Impressions from Pursuing My Private Pilot License
I’ve loved every second of pursuing my PPL, but I will say that there is a ton of work involved in getting certified. I am still trying to complete my Ground School and am about 80% complete, but that part of the certification has been a bit of a grind.
Every second of flying has been incredibly fun and I have a learned a lot about the decisions a pilot makes while flying, whether it be for fun or commercially. This has allowed me to better understand what a pilot goes through when they fly you from Calgary to Toronto or anywhere else.
I now listen to Air Traffic Control (ATC) when I’m on a plane that’s about to depart, and I pull up the Aerodrome Chart to follow along as ATC issues clearances and taxi instructions.

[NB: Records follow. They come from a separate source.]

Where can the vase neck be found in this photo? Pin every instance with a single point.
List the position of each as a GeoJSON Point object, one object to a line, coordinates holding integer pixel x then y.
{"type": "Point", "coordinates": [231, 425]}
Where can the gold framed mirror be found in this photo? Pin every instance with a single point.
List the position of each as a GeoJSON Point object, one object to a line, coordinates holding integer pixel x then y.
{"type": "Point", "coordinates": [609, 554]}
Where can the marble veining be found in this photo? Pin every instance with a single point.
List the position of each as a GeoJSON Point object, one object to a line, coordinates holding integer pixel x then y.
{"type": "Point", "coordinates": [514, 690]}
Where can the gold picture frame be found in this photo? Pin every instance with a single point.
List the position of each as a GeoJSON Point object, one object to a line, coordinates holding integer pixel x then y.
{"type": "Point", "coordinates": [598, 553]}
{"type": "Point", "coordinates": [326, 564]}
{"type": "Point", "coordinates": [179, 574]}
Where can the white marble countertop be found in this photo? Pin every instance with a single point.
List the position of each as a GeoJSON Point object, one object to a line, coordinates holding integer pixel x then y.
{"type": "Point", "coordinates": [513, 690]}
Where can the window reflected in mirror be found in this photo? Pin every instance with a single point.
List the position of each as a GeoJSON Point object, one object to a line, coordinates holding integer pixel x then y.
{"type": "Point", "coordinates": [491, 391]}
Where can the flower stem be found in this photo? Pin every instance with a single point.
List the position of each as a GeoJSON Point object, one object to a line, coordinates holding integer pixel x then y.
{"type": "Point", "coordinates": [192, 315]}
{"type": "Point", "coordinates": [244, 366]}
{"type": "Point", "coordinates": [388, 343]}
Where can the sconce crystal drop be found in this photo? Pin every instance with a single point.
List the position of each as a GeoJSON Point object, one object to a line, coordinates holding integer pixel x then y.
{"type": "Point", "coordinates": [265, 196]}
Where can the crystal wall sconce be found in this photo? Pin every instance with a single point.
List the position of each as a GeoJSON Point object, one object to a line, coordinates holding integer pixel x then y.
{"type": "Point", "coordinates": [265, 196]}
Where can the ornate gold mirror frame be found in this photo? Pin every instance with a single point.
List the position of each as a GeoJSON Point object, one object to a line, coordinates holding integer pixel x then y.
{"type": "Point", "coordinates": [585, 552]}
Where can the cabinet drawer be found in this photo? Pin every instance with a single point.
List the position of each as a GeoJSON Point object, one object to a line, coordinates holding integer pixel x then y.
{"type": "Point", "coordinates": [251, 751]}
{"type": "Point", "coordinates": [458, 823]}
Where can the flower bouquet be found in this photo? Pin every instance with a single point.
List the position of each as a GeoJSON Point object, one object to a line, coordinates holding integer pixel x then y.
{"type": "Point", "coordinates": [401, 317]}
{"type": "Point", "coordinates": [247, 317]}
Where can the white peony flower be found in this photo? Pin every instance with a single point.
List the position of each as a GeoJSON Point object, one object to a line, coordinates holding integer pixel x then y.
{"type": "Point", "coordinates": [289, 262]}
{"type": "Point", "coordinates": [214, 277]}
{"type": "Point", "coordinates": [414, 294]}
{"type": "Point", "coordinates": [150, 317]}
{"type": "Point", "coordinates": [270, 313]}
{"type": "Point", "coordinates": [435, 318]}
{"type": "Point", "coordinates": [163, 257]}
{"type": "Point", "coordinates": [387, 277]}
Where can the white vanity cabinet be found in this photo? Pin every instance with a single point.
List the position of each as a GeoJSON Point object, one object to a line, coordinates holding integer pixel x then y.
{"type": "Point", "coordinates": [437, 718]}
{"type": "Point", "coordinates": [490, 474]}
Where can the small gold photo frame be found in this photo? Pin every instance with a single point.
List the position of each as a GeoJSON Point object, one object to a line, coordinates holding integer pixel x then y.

Pursuing my Private Pilot License has been one of the most challenging but fun things that I have ever done. I have very little interest in becoming a commercial pilot, but certainly a strong understanding of why they can be so highly paid.
After over a year of hard work, I look forward to completing my Ground School and taking to the skies as a fully certified private pilot in the near future.
If you are looking for a last minute gift idea for the aviation geek in your life, I would strongly encourage you to look into purchasing a Discovery Flight. It might be a great way to open up a new chapter that turns out to be incredibly rewarding.